The 2022 housing market: No relief in sight for frustrated buyers

If you’ve waited to buy a house in an attempt to avoid the market madness of 2021, we commend you on your patience and on what would—in normal times—be a wise move. Unfortunately (for home buyers, at least), times are far from typical. We hate to be the bearers of bad news, but the real estate market doesn’t appear to be cooling. At all. Not even a little bit. 

As 2022 dawned, most experts expected last year’s buying frenzy to subside. After April 2021’s mad dash, when a whopping 72% of sellers saw a bidding war on their house (according to Redfin), it was logical to predict that this kind of market couldn’t sustain itself.

Experts know a lot, but they’re still people. And people, of course, are fallible. We take a guess—er, make a ‘prediction’—and sometimes we’re wrong. With the buying season ramping up, it’s looking like many experts were indeed wrong.    

As Devyn Bachman, VP of research at John Burns Real Estate Consulting recently told Fortune magazine: “Spring buying has sprung, and it’s wild and it’s crazy out there. It is causing some frustration at this point in the real estate market,” Bachman said.

If you’re feeling that frustration, read on. We’ll shed light on what’s happening and why, along with (perhaps most crucially) when it might change. 

What factors are staying the same?

It’s basic economics. Low supply and high demand lead to higher prices.

Inventory remains low.

Even before COVID-19 was on the scene, housing inventory levels were low. The resulting buying surge has only exacerbated the situation. When the vaccine became widely available, we expected to see older homeowners who had been waiting out the virus list their homes. While we did see an inventory uptick in November 2021, it was slight and short-lived. People are opting to stay longer in their homes. 

Naturally, builders would love to take advantage of the buyers clamoring for properties. Yet ongoing supply chain issues, rising prices and lack of available labor have snarled that effort. 

“This is a reminder that COVID-19 still holds sway over the recovery,” Oren Klachkin, lead U.S. economist at Oxford Economics in New York, told Reuters. “U.S. supply chain dynamics didn’t improve at the end of 2021, and early data suggest they’ve only worsened in 2022.”

Prices remain high.

We don’t need to say much here. Fewer homes and more buyers mean the buyers pay more, sometimes a lot more. In fact, 2021 home prices were 18.8% higher. For reference, average growth from year-to-year is around 2%. Yikes.

What factors might change?

What’s most likely to change and have an appreciable effect on the real estate market? Mortgage rates. During the early days of the pandemic, record low interest rates were a big part of why the housing market didn’t see the slump experts thought it would (Oops! Wrong again, experts.).

Now, however, as we wait for the rate increase we’re almost sure is coming from the Federal Reserve, mortgage rates are creeping up. According to Freddie Mac, buyers in December 2021 were paying an average of 3.11% on a 30-year fixed rate mortgage. Already in February 2022, rates are over 4%.

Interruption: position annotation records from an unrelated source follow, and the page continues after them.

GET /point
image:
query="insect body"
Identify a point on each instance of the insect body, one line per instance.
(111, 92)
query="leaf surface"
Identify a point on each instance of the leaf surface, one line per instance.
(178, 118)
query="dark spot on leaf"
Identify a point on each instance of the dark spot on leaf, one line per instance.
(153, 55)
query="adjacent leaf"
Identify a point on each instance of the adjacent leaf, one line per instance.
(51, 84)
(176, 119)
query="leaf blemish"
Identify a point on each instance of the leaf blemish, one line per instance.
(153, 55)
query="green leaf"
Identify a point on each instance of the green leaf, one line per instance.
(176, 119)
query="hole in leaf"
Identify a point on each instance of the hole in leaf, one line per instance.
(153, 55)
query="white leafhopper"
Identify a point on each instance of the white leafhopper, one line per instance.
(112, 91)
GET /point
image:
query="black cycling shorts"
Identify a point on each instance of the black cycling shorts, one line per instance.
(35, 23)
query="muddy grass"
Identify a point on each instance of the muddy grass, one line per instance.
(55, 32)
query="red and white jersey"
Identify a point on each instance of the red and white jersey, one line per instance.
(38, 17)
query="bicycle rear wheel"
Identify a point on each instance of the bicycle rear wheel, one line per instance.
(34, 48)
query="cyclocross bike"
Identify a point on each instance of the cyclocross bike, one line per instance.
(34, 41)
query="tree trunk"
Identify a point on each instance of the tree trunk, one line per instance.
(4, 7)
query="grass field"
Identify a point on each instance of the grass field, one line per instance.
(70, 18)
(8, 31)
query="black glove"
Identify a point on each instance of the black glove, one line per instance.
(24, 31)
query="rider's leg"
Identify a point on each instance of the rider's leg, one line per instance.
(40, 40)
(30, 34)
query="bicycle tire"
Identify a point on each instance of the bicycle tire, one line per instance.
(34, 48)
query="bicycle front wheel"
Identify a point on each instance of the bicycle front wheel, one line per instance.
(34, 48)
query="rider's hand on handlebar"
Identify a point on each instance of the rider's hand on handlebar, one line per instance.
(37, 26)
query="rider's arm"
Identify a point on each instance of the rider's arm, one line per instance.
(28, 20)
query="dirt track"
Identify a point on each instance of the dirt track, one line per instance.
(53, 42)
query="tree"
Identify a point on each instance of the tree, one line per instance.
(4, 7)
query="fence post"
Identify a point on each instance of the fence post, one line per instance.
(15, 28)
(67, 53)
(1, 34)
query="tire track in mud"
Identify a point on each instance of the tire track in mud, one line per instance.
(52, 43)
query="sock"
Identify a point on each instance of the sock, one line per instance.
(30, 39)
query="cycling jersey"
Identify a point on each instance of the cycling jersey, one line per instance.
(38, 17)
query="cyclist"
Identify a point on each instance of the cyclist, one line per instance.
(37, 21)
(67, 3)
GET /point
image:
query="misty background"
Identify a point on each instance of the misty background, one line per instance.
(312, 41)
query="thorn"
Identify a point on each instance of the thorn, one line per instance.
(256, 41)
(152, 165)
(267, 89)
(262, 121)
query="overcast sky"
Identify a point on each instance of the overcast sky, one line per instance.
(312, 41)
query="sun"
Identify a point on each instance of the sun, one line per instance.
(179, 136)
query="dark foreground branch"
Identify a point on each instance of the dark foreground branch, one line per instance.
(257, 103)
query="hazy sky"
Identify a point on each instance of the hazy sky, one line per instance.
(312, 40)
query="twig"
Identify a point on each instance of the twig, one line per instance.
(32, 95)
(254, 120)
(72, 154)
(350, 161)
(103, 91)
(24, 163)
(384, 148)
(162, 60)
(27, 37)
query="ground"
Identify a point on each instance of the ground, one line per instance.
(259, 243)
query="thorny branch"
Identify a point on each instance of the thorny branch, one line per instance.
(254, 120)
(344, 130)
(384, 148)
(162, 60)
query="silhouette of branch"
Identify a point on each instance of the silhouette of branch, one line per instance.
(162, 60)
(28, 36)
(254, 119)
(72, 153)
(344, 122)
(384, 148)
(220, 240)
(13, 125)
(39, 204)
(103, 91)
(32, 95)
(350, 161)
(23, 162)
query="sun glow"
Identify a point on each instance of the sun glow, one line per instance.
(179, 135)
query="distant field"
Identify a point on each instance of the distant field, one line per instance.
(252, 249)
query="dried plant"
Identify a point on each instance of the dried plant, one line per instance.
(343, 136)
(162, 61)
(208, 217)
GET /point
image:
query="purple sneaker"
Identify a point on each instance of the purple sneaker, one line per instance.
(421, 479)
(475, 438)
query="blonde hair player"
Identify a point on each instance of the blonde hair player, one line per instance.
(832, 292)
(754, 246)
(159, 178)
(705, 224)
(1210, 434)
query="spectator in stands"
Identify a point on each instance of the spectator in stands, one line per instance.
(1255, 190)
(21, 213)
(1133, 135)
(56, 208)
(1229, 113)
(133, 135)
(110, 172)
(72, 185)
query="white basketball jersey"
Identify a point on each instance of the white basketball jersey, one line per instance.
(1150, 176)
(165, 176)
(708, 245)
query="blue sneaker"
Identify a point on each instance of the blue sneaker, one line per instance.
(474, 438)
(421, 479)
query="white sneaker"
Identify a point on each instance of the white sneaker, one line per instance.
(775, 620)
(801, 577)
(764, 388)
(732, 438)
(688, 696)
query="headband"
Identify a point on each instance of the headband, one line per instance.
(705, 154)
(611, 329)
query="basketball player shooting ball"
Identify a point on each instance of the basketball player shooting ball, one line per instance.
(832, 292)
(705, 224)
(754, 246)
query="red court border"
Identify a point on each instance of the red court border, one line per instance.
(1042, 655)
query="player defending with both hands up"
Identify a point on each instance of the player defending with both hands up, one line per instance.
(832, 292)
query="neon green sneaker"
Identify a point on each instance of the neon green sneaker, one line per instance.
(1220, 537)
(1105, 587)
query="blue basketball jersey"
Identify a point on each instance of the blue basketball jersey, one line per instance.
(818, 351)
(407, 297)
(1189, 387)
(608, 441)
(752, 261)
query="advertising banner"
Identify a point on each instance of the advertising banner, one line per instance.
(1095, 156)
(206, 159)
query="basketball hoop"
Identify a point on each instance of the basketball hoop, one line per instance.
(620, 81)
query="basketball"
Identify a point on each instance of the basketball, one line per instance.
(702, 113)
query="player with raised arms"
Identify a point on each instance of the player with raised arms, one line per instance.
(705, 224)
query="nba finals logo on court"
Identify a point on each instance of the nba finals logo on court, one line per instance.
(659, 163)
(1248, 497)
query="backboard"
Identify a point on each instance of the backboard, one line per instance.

If this trend continues, it could price more buyers out of the market. 

Where does that leave us?

Well, it’s hard to say. Since we can’t entirely predict just how short inventory will remain or just how high interest rates will go, it remains a guessing game. Suffice it to say that to buy a house in 2022, you should expect to move quickly with your offer and pay more than the asking price. 

It kinda makes moving back in with your folks more attractive than ever, doesn’t it?